Widzicie nas na tabelach, wykresach zimnych liczb
A nasze życie na ulicach płynie tam gdzie my
Dajecie nam igrzyska, a u nas chleba brak
Chcecie uśpić naszą czujność - w obietnicy wciąż fałsz
Nasza iskra rośnie w płomień blisko waszych bram
By spalić ten ład.
Nie chce zamku z kart, kart
Chcę normalny dom
Gdzie są czyny? Gdzie fundament?
Gdzie to szczęście obiecane?
Gdzie bezpieczny ląd?
Wasze zamki z kart, kart
Ciągle niszczy wiatr
Gdzie są czyny? Gdzie fundament?
Obietnicy grząski piasek - on nie scala nas.

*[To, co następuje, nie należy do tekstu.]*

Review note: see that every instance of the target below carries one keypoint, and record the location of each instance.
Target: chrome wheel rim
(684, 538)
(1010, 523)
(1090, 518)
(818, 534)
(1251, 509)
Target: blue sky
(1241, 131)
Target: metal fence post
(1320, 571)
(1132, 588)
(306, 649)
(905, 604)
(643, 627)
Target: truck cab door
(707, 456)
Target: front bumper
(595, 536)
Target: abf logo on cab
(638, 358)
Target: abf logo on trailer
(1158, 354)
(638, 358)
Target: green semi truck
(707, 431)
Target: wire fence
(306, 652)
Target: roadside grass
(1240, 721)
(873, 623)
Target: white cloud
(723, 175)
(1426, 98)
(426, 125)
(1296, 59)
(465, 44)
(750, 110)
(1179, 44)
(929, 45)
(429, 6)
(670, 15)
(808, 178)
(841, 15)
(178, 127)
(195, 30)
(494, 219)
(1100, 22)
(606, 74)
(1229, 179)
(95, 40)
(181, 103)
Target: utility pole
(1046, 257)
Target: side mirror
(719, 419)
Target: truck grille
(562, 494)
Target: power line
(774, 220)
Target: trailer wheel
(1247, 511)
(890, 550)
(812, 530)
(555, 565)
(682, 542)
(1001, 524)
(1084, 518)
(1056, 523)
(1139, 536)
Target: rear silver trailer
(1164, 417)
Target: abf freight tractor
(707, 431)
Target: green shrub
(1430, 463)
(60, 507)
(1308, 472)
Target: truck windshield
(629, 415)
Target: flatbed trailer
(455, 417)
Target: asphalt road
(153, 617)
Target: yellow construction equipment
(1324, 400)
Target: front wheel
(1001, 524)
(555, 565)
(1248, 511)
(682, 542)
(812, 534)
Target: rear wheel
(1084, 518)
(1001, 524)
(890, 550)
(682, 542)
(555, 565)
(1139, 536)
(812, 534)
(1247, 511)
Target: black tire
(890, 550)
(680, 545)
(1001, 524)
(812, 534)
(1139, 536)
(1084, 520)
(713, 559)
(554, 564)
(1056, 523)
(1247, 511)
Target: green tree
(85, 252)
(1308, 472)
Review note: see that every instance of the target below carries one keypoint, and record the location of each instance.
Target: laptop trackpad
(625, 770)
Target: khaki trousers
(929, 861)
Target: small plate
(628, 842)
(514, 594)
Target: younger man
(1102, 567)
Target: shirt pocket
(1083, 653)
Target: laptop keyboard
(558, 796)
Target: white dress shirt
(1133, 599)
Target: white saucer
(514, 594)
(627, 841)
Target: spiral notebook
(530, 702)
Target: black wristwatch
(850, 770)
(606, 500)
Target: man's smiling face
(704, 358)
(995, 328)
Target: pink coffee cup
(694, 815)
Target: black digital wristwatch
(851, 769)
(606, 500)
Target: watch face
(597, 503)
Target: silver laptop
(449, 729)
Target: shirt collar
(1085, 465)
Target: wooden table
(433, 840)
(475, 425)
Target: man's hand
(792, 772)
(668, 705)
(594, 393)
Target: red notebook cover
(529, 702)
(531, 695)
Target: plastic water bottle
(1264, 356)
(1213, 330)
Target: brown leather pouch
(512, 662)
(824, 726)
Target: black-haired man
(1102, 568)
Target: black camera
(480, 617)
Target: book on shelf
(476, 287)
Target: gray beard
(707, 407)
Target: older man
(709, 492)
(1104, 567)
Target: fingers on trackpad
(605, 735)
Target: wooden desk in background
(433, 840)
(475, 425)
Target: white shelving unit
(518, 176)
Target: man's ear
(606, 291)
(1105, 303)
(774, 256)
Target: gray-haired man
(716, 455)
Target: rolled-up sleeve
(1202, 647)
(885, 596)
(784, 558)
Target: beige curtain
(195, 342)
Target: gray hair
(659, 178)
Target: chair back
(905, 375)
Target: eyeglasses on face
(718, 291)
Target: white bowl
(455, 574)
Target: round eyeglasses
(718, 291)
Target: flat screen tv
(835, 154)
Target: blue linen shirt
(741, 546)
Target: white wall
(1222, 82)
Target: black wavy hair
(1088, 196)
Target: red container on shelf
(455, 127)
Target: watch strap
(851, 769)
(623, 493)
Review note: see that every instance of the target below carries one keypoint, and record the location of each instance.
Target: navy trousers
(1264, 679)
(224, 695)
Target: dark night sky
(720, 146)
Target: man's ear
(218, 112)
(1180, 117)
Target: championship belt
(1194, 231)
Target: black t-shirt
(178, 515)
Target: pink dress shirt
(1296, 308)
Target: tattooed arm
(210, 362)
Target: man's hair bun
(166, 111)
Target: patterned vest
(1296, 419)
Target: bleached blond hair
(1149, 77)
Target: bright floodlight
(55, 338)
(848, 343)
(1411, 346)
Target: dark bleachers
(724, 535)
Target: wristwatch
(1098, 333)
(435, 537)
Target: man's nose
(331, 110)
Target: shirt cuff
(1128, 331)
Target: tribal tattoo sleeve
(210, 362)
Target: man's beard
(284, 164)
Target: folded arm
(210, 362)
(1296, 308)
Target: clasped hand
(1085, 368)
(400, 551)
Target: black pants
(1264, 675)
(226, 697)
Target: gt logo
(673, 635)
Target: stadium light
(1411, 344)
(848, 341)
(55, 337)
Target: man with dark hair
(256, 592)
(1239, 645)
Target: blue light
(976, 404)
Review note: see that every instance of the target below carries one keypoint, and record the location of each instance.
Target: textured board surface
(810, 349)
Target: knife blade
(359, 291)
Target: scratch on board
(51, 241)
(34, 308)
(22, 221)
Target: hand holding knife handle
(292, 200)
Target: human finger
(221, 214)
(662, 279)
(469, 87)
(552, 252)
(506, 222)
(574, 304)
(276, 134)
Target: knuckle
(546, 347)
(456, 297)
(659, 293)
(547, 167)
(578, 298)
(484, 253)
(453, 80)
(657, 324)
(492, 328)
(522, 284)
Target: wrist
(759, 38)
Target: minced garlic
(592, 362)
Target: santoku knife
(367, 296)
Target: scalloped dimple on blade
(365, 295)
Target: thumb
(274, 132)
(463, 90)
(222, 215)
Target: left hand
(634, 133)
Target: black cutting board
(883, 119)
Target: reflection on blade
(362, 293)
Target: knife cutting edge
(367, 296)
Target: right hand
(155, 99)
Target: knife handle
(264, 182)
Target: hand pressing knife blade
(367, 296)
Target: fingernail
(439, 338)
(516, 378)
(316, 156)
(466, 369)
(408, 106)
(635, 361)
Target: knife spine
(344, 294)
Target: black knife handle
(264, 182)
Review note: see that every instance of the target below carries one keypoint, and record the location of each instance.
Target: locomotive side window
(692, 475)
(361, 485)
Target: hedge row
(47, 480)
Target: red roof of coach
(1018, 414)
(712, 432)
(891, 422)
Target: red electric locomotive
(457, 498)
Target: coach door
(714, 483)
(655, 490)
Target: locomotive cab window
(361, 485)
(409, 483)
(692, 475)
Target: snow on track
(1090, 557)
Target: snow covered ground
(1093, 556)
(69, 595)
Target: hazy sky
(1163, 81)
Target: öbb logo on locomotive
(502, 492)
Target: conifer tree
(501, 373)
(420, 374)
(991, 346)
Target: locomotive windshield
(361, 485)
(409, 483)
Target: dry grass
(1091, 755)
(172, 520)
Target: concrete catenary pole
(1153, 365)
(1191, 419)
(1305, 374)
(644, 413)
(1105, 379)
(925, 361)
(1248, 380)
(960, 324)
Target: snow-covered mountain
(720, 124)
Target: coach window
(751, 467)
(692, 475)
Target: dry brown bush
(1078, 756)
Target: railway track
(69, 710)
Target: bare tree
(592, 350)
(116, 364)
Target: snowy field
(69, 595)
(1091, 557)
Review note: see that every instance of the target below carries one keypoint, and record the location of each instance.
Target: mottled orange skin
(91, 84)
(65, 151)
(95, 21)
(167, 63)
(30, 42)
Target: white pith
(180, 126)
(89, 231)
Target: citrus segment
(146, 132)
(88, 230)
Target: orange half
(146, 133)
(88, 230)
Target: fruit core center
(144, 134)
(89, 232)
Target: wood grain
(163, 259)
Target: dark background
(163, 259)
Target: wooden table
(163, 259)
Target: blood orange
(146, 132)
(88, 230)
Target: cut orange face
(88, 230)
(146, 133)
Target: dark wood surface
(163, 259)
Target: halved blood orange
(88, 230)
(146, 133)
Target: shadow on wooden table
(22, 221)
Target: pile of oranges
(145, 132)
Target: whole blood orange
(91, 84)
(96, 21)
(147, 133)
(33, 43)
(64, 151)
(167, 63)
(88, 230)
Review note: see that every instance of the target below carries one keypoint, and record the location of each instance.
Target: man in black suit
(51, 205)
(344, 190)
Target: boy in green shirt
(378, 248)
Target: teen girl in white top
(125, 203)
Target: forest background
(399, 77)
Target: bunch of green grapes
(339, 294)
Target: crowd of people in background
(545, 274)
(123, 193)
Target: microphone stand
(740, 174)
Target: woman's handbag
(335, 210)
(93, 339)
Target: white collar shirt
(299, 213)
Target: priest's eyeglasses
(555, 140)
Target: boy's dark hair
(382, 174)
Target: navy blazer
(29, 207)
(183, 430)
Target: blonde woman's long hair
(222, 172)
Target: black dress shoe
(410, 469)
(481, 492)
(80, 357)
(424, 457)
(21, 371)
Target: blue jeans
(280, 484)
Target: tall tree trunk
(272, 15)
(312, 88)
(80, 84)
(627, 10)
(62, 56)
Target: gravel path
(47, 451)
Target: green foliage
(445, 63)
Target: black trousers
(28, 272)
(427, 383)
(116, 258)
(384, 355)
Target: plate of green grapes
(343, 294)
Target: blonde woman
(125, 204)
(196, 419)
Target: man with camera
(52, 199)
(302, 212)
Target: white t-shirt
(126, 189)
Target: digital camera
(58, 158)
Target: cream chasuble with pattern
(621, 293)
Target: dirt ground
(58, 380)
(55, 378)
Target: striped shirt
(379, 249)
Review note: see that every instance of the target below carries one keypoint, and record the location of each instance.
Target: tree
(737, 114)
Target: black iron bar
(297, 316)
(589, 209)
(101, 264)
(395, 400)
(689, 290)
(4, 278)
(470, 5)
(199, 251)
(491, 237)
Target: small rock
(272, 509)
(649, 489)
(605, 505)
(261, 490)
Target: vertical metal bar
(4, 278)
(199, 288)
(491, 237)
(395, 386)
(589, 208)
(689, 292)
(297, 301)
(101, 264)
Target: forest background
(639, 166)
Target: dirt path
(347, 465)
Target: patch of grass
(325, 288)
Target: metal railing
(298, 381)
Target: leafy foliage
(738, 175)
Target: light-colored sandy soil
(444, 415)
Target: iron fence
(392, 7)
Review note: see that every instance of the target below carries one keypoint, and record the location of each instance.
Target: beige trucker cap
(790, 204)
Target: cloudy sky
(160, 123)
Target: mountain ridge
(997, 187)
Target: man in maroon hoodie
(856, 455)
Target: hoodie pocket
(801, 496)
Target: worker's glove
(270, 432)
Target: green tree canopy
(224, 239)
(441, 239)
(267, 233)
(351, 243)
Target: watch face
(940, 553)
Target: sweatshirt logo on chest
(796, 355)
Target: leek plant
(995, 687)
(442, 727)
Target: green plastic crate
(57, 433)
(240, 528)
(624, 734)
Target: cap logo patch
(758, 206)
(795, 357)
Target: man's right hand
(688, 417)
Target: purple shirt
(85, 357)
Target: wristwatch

Nie możesz tworzyć praw nie będąc pośród nas
Bo kiedy ostatni raz sam byłeś częścią mas?
Jeżeli nie potrafisz zmienić nic - odejdź sam!
Zanim staniemy z ogniem u papierowych bram
Nie chce zamku z kart, kart
Chcę normalny dom
Gdzie są czyny? Gdzie fundament?
Gdzie to szczęście obiecane?
Gdzie bezpieczny ląd?
Wasze zamki z kart, kart
Ciągle niszczy wiatr
Gdzie są czyny? Gdzie fundament?
Obietnicy grząski piasek - on nie scala nas.
Nie możesz tworzyć praw nie będąc pośród nas
Bo kiedy ostatni raz sam byłeś częścią mas?
Jeżeli nie potrafisz zmienić nic - odejdź sam!
Zanim staniemy z ogniem u papierowych bram.
Nie chce zamku z kart, kart
Chcę normalny dom
Gdzie są czyny? Gdzie fundament?
Gdzie to szczęście obiecane?
Gdzie bezpieczny ląd?
Wasze zamki z kart, kart
Ciągle niszczy wiatr
Gdzie są czyny? Gdzie fundament?
Obietnicy grząski piasek - on nie scala nas.